While I certainly don't want to think about scaling the MVP to support millions of users, I do think about what can reduce the load on my web and database servers.
Keeping things running smoothly is often much easier with smaller numbers of servers and services. If you can optimize the software to run on a single server it will mean you save time and money on setting up multiple servers and configuring them to work together.
As I was building Maker Network, I needed to calculate the number of people a user had made products with. This involves getting a list of products a user has worked with, getting all the makers of those products and aggregating the count so working with the same user doesn't more than once.
This is possible with a single SQL query, but with an every increasing number of users, and projects in the database, the query will continue to get more expensive and time consuming.

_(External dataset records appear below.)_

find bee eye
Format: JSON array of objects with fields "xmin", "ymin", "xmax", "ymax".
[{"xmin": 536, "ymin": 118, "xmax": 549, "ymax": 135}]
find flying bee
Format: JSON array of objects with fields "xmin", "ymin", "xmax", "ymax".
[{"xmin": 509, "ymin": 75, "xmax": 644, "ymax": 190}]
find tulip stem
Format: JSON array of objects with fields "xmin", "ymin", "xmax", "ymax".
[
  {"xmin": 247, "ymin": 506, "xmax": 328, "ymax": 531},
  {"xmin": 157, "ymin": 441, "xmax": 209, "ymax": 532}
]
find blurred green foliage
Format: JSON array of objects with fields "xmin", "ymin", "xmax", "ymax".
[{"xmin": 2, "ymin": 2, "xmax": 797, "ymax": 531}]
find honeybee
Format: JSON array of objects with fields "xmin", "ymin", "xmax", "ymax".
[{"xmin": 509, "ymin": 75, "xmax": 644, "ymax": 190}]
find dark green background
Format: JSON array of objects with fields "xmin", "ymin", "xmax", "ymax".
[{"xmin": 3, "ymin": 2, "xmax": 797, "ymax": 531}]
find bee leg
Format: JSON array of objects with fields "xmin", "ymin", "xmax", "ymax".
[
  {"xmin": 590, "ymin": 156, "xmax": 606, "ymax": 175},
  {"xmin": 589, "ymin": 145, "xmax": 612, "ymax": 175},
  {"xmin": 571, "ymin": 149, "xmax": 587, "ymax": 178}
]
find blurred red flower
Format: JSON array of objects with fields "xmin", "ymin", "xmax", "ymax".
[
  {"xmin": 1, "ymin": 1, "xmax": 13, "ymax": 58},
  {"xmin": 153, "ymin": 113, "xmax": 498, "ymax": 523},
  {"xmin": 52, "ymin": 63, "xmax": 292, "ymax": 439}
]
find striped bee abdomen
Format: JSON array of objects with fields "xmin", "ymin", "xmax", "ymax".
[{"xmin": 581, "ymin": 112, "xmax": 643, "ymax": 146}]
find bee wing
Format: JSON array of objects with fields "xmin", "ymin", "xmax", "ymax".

Doing this on every page load for every user could put undue burden on the servers.
Most modern frameworks provide easy ways to cache any expensive operation.
Laravel has very good support for caching, and works well with saving to disk, database or external servers like Redis or Memcached. Using Forge for server setup means they are already available on my servers.
They tricky part with caching is knowing how long to cache things for. If you don't cache for long enough, you'll actually end up adding load to the server. If you cache things for too long you can end up serving stale or inaccurate information.
You need to consider how often the underlying information will change and use your best guess as to a good time for things to live in the cache based on how expensive the operation is.
I typically take a guess erring on the sort side, then watch the load on the server to see if it feels good or needs to be longer.
Sometimes rather than caching we can pre-calculate any data we need.
In this example, I know the underlying information only changes when we update the data from Product Hunt, the products and their list of makers. Why not simply calculate this data at this point, and store it with the user record.
The nice thing about using caching is that we only spend time calculating information you need. Here we have to weigh the cost of pre-calculating the numbers for everyone in the database even if that data is never viewed.
In some cases the operation can be so expensive doing them in process of servicing a request would be out of the question and we would have to fall back to pre-calculating them.
In this instance that was not the case, but I did opt to do pre-calculating.
Why? I wanted to build a list of the top connected makers, and having the data pre-calculated for everyone made that very easy to build!
With some smart caching and a little pre-calculating, I'm able to keep the typical load levels on the server very low.